What's Happening?
A KPMG report forecasts 2026 as a pivotal year for mergers and acquisitions, driven by an increase in portfolio separations and the integration of artificial intelligence. The survey of 700 dealmakers reveals that private equity firms are particularly
optimistic, with 37% expecting to complete more than five deals in 2026. The report highlights a shift towards complex deal structures, with carve-outs becoming a strategic focus to improve operational efficiency and unlock capital. AI is playing a crucial role in the M&A lifecycle, enhancing due diligence, valuation, and deal sourcing. The report suggests that success will depend on execution discipline and strategic application of AI.
Why It's Important?
The anticipated rise in carve-out transactions signifies a strategic shift in how companies manage their portfolios.
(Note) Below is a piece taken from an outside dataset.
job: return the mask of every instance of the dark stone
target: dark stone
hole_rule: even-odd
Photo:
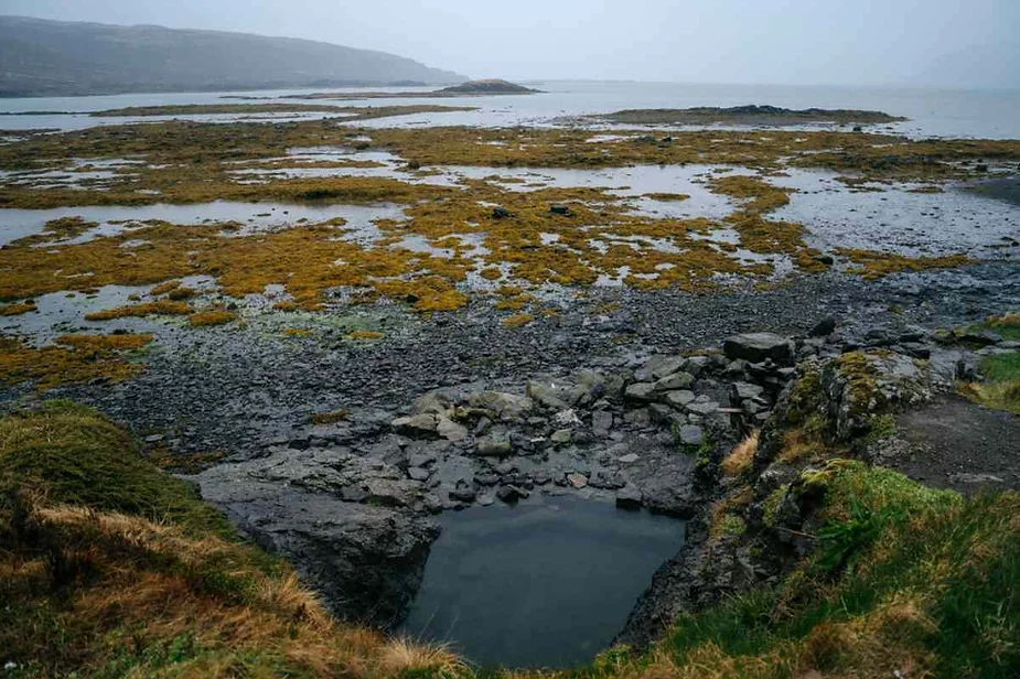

By separating specific business units, organizations aim to sharpen focus, reduce risk, and unlock capital for reinvestment. This trend is particularly relevant in the U.S., where deal momentum is strong. The integration of AI in the M&A process is transforming traditional practices, offering efficiency gains and improved valuation modeling. As companies navigate geopolitical fragmentation and regulatory volatility, the ability to execute complex separations will be crucial in creating value and maintaining competitiveness in a rapidly evolving market.
What's Next?
As the market accelerates, companies will need to focus on rigorous execution discipline to manage the complexities of carve-outs and staged transactions. The strategic use of AI will be essential in navigating operational separation, valuation complexity, and IT/data disentanglement. Private equity firms and corporate entities are expected to pursue mid-sized deals, with transaction values typically ranging between $250 million and $500 million. The success of these transactions will depend on the ability to leverage AI for competitive intelligence and market analysis, ensuring that companies can adapt to a volatile global environment and capitalize on emerging opportunities.